Contextualizando, a obra foi escrita entre 397 e 400 depois de Cristo. Na época, Agostinho, nascido no norte da África, tinha cerca de 40 anos. O livro, basicamente, conta a história do teólogo de seu nascimento até sua conversão aos 33 anos de idade. A escrita constrói-se através de 13 livros somando ao todo 414 páginas. Ela pode ser dividida em duas partes, a biográfica ( livro I ao IX) e a teológica ( livro X ao XIII) em si com cerca de 254 paginas para a primeira e 140 para a segunda.
Do início ao fim entendemos o porquê do pensador cristão ser tão citado e influente ainda nos dias de hoje. Presenciamos seu caminho, da religião maniqueísta à católica, seus relacionamentos com amigos, professores e a forte influência de sua mãe em sua vida. Com uma escrita poética e pensamentos densos de um homem a frente de seu tempo, Agostinho consegue passar pela própria história com um singular atributo de analogias sobre cada etapa e momento até a conversão. Logo, a obra não contém apenas os fatos, na verdade, eles quase tornam-se coadjuvantes das reflexões conjecturadas. Nesse contexto, o autor, apesar de expressar sua confissão de forma pública, a escreve diretamente para Deus, essa atitude, como consequência, faz do livro muito mais que uma confissão, uma oração. Portanto, presenciamos a todo momento uma conversa entre criador e criatura e as conclusões tiradas de tantos questionamentos.

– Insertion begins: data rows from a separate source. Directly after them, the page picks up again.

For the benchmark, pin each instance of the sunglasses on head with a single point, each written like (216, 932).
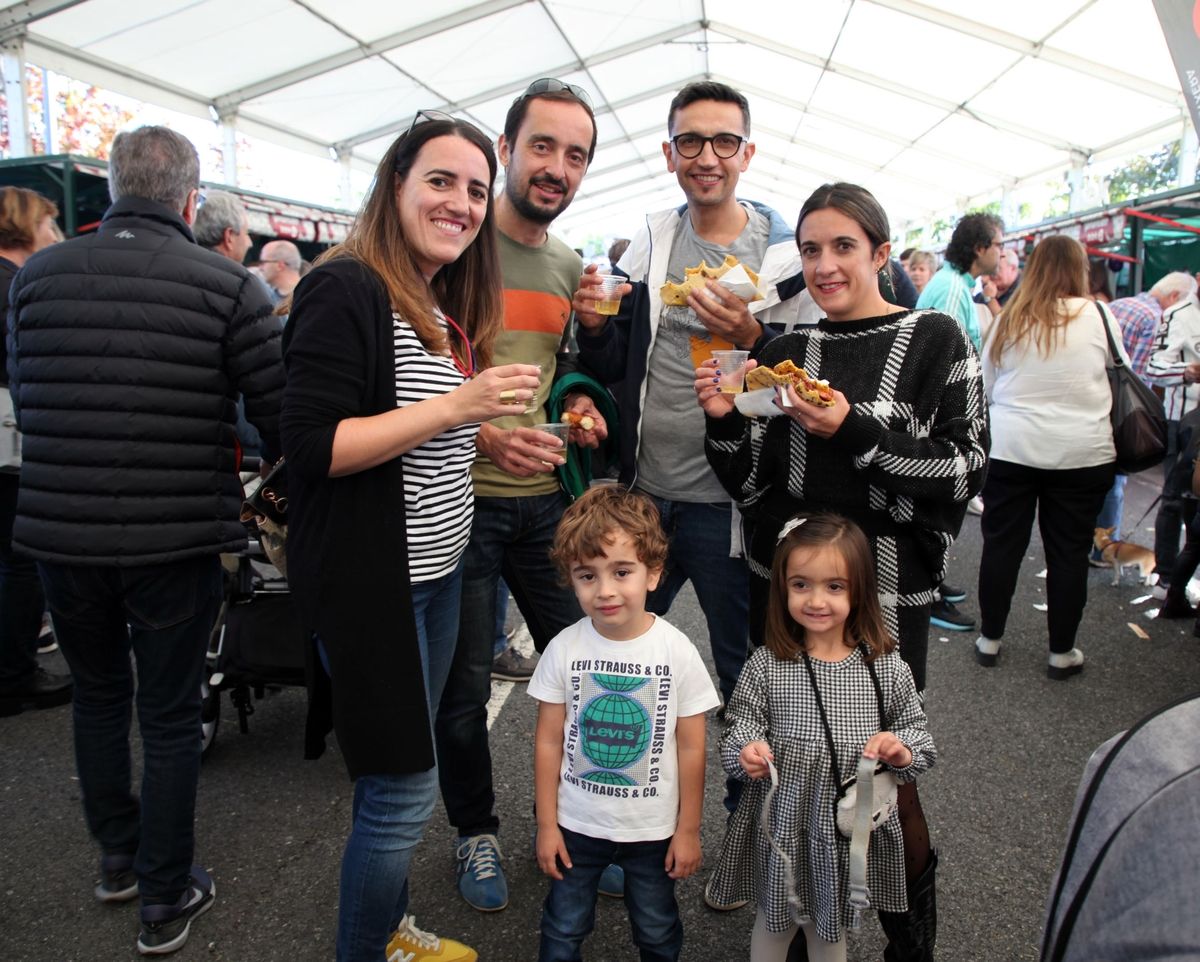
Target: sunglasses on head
(553, 85)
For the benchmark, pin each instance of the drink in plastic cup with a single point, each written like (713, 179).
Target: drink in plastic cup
(609, 304)
(559, 431)
(732, 365)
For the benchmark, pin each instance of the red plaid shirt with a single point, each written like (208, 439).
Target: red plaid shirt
(1139, 318)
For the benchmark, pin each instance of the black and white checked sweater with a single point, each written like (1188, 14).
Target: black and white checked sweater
(910, 455)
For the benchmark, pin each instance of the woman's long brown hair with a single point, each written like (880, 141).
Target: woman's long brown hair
(1056, 269)
(469, 289)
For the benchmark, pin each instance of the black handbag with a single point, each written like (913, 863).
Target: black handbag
(268, 507)
(1139, 422)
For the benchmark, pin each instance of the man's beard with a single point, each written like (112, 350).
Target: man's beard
(532, 211)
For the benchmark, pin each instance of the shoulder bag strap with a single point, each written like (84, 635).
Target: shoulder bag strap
(879, 689)
(828, 734)
(1108, 334)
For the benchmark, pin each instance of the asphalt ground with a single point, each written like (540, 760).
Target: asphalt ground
(270, 827)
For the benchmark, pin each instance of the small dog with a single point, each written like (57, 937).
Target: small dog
(1123, 554)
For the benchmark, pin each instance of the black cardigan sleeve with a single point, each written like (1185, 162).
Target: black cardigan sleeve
(325, 355)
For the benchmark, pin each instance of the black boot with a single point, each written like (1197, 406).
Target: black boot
(912, 933)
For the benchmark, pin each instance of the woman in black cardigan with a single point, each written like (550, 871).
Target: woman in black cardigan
(384, 395)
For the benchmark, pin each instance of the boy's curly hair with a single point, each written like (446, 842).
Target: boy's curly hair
(587, 528)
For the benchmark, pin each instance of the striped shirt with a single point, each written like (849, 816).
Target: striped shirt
(438, 494)
(1139, 318)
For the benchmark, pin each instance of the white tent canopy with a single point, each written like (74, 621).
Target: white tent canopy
(933, 110)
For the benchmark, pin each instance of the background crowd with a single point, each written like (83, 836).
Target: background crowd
(406, 378)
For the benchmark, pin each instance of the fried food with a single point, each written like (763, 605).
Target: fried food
(786, 372)
(695, 280)
(582, 421)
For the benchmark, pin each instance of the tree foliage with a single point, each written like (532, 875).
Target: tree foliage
(1146, 174)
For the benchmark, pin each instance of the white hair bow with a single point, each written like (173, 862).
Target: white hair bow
(789, 527)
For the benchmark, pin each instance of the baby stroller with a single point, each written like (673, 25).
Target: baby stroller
(257, 644)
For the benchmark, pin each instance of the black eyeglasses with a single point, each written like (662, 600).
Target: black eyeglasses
(552, 85)
(725, 145)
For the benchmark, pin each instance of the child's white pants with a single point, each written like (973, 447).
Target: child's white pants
(772, 947)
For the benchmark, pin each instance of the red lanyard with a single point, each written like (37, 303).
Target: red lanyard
(468, 370)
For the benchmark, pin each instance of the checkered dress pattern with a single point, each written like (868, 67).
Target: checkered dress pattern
(909, 457)
(774, 702)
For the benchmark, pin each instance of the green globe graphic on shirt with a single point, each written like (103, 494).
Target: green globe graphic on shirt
(619, 683)
(615, 731)
(603, 776)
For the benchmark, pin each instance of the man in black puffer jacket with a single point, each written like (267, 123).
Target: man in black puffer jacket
(127, 350)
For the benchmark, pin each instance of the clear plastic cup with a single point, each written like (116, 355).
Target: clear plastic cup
(559, 431)
(732, 367)
(610, 301)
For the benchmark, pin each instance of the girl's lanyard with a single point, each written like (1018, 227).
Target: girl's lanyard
(839, 789)
(859, 897)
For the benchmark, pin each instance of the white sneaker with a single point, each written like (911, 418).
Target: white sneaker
(1065, 666)
(987, 651)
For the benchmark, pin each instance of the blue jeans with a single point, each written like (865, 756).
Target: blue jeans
(165, 613)
(502, 615)
(22, 601)
(700, 535)
(700, 553)
(390, 811)
(1176, 509)
(509, 537)
(1114, 506)
(569, 912)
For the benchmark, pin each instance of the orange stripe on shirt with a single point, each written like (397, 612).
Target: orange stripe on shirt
(535, 311)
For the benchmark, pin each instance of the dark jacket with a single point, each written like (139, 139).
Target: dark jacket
(347, 536)
(127, 349)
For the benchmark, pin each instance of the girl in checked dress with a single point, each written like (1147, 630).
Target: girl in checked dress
(827, 687)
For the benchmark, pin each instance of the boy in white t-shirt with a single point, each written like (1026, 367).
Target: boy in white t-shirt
(619, 751)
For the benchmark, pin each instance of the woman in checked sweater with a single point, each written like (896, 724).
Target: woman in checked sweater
(901, 451)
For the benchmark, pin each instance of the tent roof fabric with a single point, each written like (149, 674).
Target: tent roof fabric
(930, 109)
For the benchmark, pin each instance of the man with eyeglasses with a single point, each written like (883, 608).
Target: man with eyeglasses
(976, 248)
(281, 268)
(652, 350)
(221, 226)
(549, 140)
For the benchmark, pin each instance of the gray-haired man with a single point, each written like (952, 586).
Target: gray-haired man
(126, 349)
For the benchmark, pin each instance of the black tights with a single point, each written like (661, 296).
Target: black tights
(916, 830)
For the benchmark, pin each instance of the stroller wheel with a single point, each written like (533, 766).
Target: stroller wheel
(210, 717)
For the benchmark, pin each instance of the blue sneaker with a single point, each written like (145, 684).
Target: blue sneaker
(946, 615)
(165, 929)
(118, 881)
(481, 881)
(612, 882)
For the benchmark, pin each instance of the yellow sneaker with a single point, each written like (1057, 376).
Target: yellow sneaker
(411, 944)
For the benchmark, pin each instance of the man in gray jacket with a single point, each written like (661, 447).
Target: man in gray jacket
(127, 349)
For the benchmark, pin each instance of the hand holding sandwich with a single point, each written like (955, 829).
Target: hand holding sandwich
(708, 392)
(725, 314)
(821, 421)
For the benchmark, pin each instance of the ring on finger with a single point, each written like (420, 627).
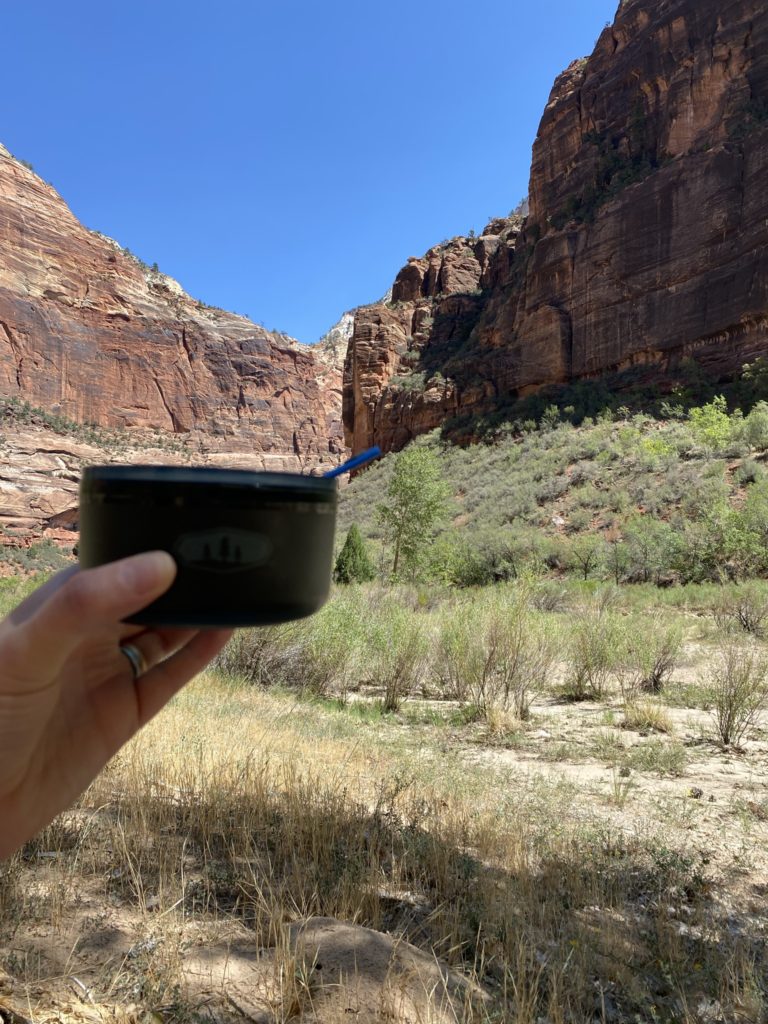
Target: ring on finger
(136, 658)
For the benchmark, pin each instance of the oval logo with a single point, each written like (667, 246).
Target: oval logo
(223, 549)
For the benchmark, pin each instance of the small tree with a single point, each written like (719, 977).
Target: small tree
(353, 564)
(417, 499)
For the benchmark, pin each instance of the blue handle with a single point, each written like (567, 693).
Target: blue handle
(359, 460)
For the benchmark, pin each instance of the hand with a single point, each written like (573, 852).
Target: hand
(69, 699)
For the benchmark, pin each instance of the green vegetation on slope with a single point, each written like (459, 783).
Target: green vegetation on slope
(624, 498)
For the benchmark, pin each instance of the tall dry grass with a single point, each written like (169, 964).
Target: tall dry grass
(238, 804)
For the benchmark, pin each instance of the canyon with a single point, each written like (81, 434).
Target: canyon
(644, 244)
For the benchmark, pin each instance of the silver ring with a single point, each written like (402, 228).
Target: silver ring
(137, 659)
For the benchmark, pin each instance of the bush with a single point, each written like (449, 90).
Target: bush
(738, 692)
(745, 607)
(259, 655)
(353, 563)
(594, 651)
(494, 655)
(398, 652)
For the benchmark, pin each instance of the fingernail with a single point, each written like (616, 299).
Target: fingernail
(147, 571)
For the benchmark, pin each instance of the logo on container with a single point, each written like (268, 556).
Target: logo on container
(223, 550)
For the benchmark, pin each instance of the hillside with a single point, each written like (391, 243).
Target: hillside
(91, 334)
(644, 245)
(624, 498)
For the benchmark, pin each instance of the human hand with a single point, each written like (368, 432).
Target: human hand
(69, 696)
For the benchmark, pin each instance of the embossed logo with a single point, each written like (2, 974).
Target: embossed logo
(223, 550)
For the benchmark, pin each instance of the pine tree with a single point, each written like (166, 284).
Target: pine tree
(353, 564)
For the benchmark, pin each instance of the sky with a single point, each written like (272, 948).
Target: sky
(284, 160)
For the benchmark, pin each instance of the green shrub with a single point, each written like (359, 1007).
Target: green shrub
(494, 653)
(737, 682)
(353, 563)
(397, 649)
(594, 652)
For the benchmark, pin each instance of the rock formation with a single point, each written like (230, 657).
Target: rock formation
(90, 334)
(645, 242)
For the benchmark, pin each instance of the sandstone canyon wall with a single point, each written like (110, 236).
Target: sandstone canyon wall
(89, 333)
(645, 242)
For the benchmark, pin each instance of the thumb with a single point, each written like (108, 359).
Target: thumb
(87, 601)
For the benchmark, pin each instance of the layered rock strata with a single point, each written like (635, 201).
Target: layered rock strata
(89, 333)
(645, 242)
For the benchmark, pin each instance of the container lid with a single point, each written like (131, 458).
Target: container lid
(203, 481)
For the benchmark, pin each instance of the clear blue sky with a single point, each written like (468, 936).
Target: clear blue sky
(283, 160)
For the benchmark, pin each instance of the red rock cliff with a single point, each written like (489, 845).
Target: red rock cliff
(645, 243)
(89, 333)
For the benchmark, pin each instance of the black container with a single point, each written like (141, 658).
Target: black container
(252, 549)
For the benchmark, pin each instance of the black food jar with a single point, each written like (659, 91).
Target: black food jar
(252, 549)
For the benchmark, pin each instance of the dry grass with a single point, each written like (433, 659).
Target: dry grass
(647, 716)
(240, 813)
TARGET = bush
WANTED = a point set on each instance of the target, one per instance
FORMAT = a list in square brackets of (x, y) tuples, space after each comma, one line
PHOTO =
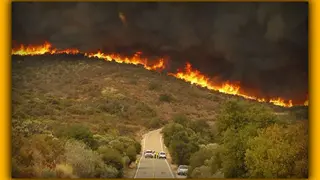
[(154, 86), (154, 123), (107, 171), (64, 171), (279, 152), (83, 160), (165, 98), (131, 152), (112, 157), (82, 133)]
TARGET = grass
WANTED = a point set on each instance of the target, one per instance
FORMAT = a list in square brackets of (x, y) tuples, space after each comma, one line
[(50, 93)]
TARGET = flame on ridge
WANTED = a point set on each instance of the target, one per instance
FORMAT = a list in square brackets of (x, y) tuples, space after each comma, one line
[(189, 75)]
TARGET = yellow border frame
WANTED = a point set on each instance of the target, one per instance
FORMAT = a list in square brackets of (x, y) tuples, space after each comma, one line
[(5, 96)]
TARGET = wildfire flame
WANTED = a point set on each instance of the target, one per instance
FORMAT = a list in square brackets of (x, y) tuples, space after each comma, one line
[(195, 77), (188, 74), (123, 18)]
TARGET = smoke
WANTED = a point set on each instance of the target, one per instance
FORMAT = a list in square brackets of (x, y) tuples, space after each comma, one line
[(262, 45)]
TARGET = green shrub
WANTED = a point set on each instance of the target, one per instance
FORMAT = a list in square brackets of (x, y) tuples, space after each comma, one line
[(131, 152), (64, 171), (82, 133), (165, 98), (154, 86), (154, 123), (107, 171), (83, 160)]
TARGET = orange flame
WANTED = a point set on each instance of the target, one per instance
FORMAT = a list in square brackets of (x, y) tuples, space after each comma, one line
[(136, 60), (189, 75), (123, 18), (195, 77)]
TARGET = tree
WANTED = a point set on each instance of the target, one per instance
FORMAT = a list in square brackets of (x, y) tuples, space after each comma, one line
[(112, 157), (279, 152)]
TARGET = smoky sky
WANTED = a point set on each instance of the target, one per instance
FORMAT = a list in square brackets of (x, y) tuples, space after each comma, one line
[(264, 46)]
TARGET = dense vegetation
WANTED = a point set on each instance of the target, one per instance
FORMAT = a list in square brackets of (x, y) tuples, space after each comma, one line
[(250, 141), (74, 117)]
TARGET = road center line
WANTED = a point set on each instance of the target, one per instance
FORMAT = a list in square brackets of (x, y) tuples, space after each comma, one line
[(166, 159), (143, 148)]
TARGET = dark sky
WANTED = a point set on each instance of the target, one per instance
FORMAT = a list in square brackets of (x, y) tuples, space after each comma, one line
[(262, 45)]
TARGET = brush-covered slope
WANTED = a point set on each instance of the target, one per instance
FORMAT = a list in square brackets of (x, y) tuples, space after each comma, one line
[(66, 110)]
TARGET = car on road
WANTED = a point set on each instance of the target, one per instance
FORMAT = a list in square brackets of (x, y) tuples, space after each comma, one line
[(182, 170), (148, 154), (162, 155)]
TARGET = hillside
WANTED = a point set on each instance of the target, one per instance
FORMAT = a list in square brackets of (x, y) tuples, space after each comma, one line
[(57, 96)]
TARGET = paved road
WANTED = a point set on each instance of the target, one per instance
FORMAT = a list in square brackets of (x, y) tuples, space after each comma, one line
[(153, 168)]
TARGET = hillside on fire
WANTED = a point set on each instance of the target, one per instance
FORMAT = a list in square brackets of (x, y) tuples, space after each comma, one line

? Tu vês o tremor de meu coração em todos esses perigos e lutas e em outros desse tipo, e sinto que tu saras mais constantemente minhas feridas do que eu deixo de infligi-las.?
Na segunda parte o escritor, como já dito, deixa os acontecimentos de sua vida e passa a discorrer sobre as ponderações teológicas quanto ao início de tudo e suas abrangências como o tempo a matéria e o ser humano. Aqui, cabe ressaltar talvez um dos maiores entraves para uma leitura amena. Por se tratar de uma obra dos primeiros séculos e de um autor tão genial o qual não se abstêm de entregar todas as suas confissões e crenças, a escrita é enfaticamente complexa, podendo deixar o leitor muitas vezes perdidos em meio a prolongados pensamentos e difíceis conclusões capazes de obrigar a releitura da parte algumas vezes. Essa característica segue todo o livro e na primeira parte consegue tornar-se mais confortável com o tempo. A segunda, entretanto, sobrepesa as dúvidas e incertezas do autor podendo tornar o livro um pouco pesado no final, mas com certeza não menos impressionante.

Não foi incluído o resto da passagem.